Canapin
(Coin-coin le Canapin)
February 21, 2022, 5:05pm
1
Some French words use the following characters:
Œ, œ, like in œuf (egg) or cœur (heart), œuvre (multiple translations and meanings so I won’t detail here, it doesn’t matter), etc .
Æ, æ, like in nævus (the scientific term for mole (the dot on the skin, not the animal) or others .
æ is rarely used (I think it’s always scientific/medical terms from Latin?), but œ , however, is quite present in the French language.
Sadly, these special characters aren’t present on the French keyboard layout and a lot of people simply write “oe” or “ae” instead.
But some users have custom layouts, and autocorrection from smartphones, or some other writing help systems often automatically correct the words using the proper “merged characters”, like “oeuvre” → “œuvre”.
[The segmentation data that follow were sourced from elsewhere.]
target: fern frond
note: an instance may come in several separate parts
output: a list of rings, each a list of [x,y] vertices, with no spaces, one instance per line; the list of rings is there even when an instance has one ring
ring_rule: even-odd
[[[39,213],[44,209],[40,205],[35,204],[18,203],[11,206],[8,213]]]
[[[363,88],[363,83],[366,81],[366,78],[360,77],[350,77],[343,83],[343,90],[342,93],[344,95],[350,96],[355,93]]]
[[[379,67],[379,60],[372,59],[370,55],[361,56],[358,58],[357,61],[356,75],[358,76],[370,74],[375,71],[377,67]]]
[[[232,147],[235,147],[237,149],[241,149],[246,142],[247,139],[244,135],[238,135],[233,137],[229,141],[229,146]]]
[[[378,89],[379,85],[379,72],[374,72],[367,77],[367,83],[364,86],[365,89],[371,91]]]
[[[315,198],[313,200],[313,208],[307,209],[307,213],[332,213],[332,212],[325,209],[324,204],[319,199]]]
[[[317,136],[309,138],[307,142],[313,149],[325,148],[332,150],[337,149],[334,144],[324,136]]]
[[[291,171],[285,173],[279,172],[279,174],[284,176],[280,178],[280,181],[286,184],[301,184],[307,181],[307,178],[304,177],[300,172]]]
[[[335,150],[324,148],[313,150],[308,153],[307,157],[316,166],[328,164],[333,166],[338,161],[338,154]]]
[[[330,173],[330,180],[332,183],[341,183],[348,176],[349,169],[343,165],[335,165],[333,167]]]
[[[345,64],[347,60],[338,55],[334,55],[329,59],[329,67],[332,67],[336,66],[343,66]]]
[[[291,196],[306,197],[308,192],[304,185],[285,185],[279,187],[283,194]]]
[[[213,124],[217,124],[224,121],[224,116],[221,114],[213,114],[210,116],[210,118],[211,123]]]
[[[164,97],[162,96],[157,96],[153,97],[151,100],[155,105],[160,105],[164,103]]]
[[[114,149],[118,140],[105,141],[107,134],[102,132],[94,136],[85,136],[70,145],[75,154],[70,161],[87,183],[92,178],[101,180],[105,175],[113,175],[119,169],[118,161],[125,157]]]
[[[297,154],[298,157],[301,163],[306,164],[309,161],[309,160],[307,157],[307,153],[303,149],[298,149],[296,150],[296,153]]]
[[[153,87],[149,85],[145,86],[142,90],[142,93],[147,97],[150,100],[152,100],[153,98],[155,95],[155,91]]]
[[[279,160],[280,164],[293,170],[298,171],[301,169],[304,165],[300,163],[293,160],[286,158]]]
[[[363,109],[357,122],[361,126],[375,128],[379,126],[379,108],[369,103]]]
Currently, the search processes “oe” and “œ” as different strings, which leads to different results that should be common instead.
Example:
https://forum.monocycle.info/search?q=coeur
https://forum.monocycle.info/search?q=cœur
My suggestion is that “oe” and “œ”, “OE” and “Œ” should be processed as identical strings. And also the same for “ae” and “æ”, “AE” and “Æ”.
9 Likes
sam
(Sam Saffron)
February 23, 2022, 11:57pm
2
Very interesting problem @zogstrip / @joffreyjaffeux what do you think? We could add a normalizer behind a site setting.
3 Likes
zogstrip
(Régis Hanol)
February 24, 2022, 1:30pm
3
SELECT to_tsvector('french', E'Cette oeuvre d\'art n\'est pas une œuvre.');
to_tsvector
------------------------------------
'art':4 'cet':1 'oeuvr':2 'œuvr':9
(1 row)
For some reasons, I thought handling diacritics, ligatures and such was a solved problem when dealing with search… I guess not?
As a I definitely support that. Looks like we could use postgresql’s unaccent
which remove accents and also deal with common ligatures.
SELECT to_tsvector('french', unaccent('œuvre poêle œuf Noël électroencéphalogramme æ Æ'));
to_tsvector
-------------------------------------------------------------------------
'ae':6,7 'electroencephalogramm':5 'noel':4 'oeuf':3 'oeuvr':1 'poel':2
(1 row)
4 Likes
Canapin
(Coin-coin le Canapin)
February 24, 2022, 1:33pm
4
zogstrip:
As a
And as a French, do you also hate the useless complexity of this (though interesting) language as much as I do?
Sorry for the slight off-topic humor
4 Likes
sam
(Sam Saffron)
February 25, 2022, 2:09am
5
Do you feel we should simply amend the implementation of search_ignore_accents
to use unaccent
or would we need a whole new setting?
I kind of like simply changing the implementation of ignore accents cause there is parity with what PG does anyway.
3 Likes
zogstrip
(Régis Hanol)
February 25, 2022, 2:44pm
6
That’s a good question
It would definitely work for but there might be other locales where it might not work as expected?
After looking at the /usr/share/postgresql/13/tsearch_data/unaccent.rules
files it looks like it’s pretty safe.
I definitely support removing switching our search_ignore_accents
setting to use postgresql’s unaccent
@nbianca can you add this to your list?
3 Likes
nbianca
(Bianca)
March 8, 2022, 5:52pm
7
I replaced our old Ruby implementation with Postgresql’s unaccent in this PR:
discourse:main
← discourse:feature_unaccent
opened 05:13PM - 04 Mar 22 UTC
The search_ignore_accents site setting can be used to make the search
indexer r… emove the accents before indexing the content. The unaccent
function from PostgreSQL is better than Ruby's unicode_normalize(:nfkd).
5 Likes
nbianca
(Bianca)
Closed
March 12, 2022, 6:00am
8
This topic was automatically closed after 3 days. New replies are no longer allowed.